Production gains in the LDCs are a success story of the last two decades. LDC production will continue to increase during the 1990s at an estimated 1-2.5%/year.
PLENTIFUL SUPPLY
As non-OPEC supply dwindles, world demand for oil will increase an average 1%/year, said W.H. Dorsett, Chevron Corp., San Francisco. Dorsett told the SPE meeting total world energy demand outside centrally planned economies will grow 2%/year until 2000. Demand for gas, coal, and hydroelectric power will grow 3%/year.
Energy demand growth in the U.S. likely will be less than 1%/year, and western Europe growth will be about 0.5%/year, Dorsett said. Growth in the rest of the Eastern Hemisphere will be 2.5-3%.

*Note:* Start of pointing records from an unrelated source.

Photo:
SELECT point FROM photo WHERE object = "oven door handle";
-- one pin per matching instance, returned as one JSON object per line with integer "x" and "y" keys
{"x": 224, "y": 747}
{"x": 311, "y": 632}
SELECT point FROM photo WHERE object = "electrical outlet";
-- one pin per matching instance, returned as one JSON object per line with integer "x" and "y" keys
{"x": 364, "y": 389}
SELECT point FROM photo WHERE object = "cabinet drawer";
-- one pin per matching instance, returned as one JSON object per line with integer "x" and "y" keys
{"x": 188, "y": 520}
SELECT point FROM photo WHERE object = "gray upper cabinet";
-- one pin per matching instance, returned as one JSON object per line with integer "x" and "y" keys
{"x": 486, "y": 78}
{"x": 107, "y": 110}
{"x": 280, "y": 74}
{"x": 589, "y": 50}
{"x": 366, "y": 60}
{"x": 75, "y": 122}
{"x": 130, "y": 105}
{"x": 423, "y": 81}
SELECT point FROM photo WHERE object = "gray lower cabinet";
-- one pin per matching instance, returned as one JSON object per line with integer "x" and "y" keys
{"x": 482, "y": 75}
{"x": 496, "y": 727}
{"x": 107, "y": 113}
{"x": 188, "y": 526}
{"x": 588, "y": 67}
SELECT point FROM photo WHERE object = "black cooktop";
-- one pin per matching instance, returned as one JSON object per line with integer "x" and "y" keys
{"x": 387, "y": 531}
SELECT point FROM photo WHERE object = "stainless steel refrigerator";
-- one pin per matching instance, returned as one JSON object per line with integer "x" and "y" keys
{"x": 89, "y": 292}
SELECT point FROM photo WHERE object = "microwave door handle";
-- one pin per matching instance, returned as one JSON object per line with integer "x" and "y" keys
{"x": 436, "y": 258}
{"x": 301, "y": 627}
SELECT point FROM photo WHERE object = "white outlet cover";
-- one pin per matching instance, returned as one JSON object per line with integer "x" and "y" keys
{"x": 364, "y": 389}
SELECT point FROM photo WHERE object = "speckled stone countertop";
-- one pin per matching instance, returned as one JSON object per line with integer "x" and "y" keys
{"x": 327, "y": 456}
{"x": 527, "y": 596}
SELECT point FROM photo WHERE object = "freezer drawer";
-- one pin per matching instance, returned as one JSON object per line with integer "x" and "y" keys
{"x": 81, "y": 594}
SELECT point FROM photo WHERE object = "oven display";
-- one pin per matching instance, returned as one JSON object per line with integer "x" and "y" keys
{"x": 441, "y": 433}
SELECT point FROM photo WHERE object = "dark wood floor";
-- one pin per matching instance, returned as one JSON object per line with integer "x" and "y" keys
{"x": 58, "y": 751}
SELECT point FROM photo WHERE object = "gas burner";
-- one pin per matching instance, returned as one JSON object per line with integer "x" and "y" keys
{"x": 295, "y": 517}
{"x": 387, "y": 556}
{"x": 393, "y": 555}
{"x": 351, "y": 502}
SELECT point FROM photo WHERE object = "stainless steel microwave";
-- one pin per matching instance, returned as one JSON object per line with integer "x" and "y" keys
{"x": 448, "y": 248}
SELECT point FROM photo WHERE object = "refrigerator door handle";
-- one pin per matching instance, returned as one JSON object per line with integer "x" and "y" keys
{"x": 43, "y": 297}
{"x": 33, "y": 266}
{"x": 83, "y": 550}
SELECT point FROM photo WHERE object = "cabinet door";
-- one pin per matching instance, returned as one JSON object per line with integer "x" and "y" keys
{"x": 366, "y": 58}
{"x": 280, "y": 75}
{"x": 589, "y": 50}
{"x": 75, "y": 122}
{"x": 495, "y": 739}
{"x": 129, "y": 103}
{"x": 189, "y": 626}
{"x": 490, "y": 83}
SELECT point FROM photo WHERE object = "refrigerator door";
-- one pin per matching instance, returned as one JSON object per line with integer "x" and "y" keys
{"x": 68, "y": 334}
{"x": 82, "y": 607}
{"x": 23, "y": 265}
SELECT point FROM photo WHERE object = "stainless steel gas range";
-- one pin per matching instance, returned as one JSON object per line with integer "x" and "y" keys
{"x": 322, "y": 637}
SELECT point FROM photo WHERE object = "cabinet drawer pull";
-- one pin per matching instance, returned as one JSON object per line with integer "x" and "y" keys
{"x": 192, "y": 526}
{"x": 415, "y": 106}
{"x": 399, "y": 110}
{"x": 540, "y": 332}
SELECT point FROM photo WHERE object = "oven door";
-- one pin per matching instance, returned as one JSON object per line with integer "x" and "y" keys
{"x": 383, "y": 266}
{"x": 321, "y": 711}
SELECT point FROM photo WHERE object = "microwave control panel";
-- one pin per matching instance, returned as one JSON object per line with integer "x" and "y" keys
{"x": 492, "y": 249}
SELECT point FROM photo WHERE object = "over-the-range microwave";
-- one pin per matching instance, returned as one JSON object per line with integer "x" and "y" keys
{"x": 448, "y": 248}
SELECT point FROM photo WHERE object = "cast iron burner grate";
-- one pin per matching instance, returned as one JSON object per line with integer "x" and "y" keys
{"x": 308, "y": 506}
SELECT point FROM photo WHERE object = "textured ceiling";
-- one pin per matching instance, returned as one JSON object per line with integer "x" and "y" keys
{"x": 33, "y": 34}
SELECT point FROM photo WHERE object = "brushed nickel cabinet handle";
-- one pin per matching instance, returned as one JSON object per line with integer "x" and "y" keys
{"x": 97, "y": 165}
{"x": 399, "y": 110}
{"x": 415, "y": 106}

Dorsett's outline of Chevron's long range oil price model shows adequate oil supply for the long term. Chevron's estimate of the world's total resource base--proved and undiscovered reserves of conventional oil, heavy oil, and shale oil--totals 9 trillion bbl.
In addition to the 648 billion bbl of crude produced to date and the 1 trillion bbl of proved reserves, Dorsett includes in this estimate:
- Undiscovered conventional oil reserves of 392 billion bbl, including 300 billion bbl in non-OPEC countries. Only about one fourth of currently proved reserves are in non-OPEC countries. * About 1.6 trillion bbl of conventional oil recoverable by enhanced recovery methods. Two thirds of that volume will require a recovery rate of 50%. That will have to be boosted to 60% to recover the rest.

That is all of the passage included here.